Wisconsin Supreme Court Guts Open Records Law Remedies

Limits on attorney fees in lawsuits may make justice unaffordable for many

Today, the Wisconsin Supreme Court abandoned 40 years of precedent allowing record requesters to recover their attorney fees when they sue and force record custodian to release records. Previously, if a custodian changed their mind and “voluntarily” turned over records after being sued, the requester could still get their attorney fees if the lawsuit was “a cause” of the release. Now, requesters can only get fees if a court issues a ruling on the merits of a case. But because “voluntarily” turning over records typically moots a case, it remains unclear under what circumstances a court will rule on whether an initial denial was illegal.

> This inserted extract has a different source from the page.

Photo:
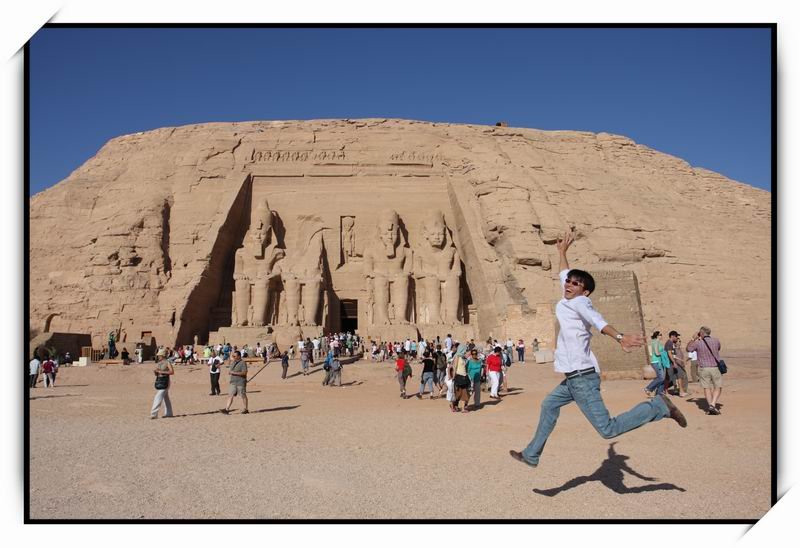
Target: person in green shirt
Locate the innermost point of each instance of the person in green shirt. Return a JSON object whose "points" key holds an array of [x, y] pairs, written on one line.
{"points": [[474, 372]]}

“This is not what the state legislature intended or wrote when they enacted the Open Records Law in 1982,” said Tom Kamenick, President & Founder of the Wisconsin Transparency Project. “The Law doesn’t say a plaintiff has to get a court order, it says a plaintiff has to ‘prevail.’ When you get the records you sued to obtain, you’ve prevailed – you’ve won what you wanted.”


The Wisconsin Transparency Project is the state’s only law firm dedicated exclusively to enforcing the Open Records and Open Meetings Laws. It provides no- and low-cost representation to individuals, media companies, and government watchdog organizations. The vast majority of its legal representation is done on a contingency basis, relying on attorney fee awards or settlements in court cases.


The three dissenting justices (Ann Walsh Bradley, Rebecca Dallet, and Jill Karofsky) correctly recognized that today’s decision will give custodians perverse incentives to delay and withhold records. They know they can now refuse to turn records over for no reason at all, and if they are sued, they can just turn around and release the records with no consequences. Requesters will have to spend thousands of dollars hiring an attorney to file that suit, with little chance of recovering that money now, putting justice beyond affordability for many.


“Today is a dark day for transparency in Wisconsin,” lamented Kamenick. “We call on the legislature and the Governor to immediately pass legislation clarifying that, like in federal FOIA lawsuits, requesters prevail when they obtain the records they sought after filing a lawsuit.”